Melissa can't stay here. If she's going to start over, she has to get out of St. Petersburg. She knows this. The church ladies agree. Lead us not into temptation.

So the cop rigged a way to transfer the scholarship money to any school. Cureton promised to pay for as many years as it takes Melissa to graduate. She wants to be a phlebotomist - someone who draws blood - or maybe a respiratory therapist.

"I want to go back North, to New Jersey. My aunt and uncle have an apartment over their garage where they said I could stay," she tells the judge. Uncle Ted promised he'd teach her to drive, something she'd never learned. Aunt Diane is going to take her to church.

"Do you feel like you're ready for that? Ready to move on?" the judge asks.

"Oh yeah," Melissa says, looking up. "I don't have those old desires anymore. I'm ready."

The judge asks about her aunt and uncle. Then questions her about the Hoving Home. "And what happened to that other girl we sent up there?" he wants to know.

For the first time all day, Melissa laughs. She throws back her head and slaps the air with her hand. "Jessica?" she cackles. "That girl was crazy. She left."

The judge smiles at Melissa. He never thought he'd be saying this. "You've made tremendous progress," he tells her. "We're all very proud of you.
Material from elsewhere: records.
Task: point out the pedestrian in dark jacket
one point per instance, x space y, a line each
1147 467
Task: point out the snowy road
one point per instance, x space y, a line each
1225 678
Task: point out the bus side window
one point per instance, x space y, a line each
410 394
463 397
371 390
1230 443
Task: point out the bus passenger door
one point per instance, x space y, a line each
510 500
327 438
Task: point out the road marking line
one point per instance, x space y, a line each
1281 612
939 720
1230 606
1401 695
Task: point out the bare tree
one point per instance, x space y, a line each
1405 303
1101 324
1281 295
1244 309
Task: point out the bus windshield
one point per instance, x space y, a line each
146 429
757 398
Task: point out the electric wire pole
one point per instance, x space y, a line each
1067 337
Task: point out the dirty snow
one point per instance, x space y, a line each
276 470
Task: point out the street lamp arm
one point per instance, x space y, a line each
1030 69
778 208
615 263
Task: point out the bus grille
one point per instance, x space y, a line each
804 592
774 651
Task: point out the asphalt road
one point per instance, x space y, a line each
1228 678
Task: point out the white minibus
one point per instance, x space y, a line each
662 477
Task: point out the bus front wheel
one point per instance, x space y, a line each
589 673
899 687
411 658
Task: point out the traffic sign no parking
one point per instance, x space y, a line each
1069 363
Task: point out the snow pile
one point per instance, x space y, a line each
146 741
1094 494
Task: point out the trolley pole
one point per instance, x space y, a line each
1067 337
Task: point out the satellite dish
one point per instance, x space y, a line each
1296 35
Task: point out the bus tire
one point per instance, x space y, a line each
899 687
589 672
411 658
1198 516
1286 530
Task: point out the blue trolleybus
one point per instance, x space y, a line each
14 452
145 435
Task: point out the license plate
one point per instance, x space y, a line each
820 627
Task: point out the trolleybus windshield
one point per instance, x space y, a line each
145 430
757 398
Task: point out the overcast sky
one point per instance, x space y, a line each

And I don't see any reason to continue your probation."

In the front row, the church ladies clap. Melissa's lawyer shakes her hand. Montanari gets up, grinning. "I'm so excited for you," he says, hugging her. "I've been praying for this."

He follows her out of court, into the hallway. Sunlight spills through a wide window. The church ladies want to snap a few photos. So they stand, arm-in-arm, in the bright beams, posing for pictures: the cop and the former prostitute.

Melissa knows who she was. Now it's time to find out who she is.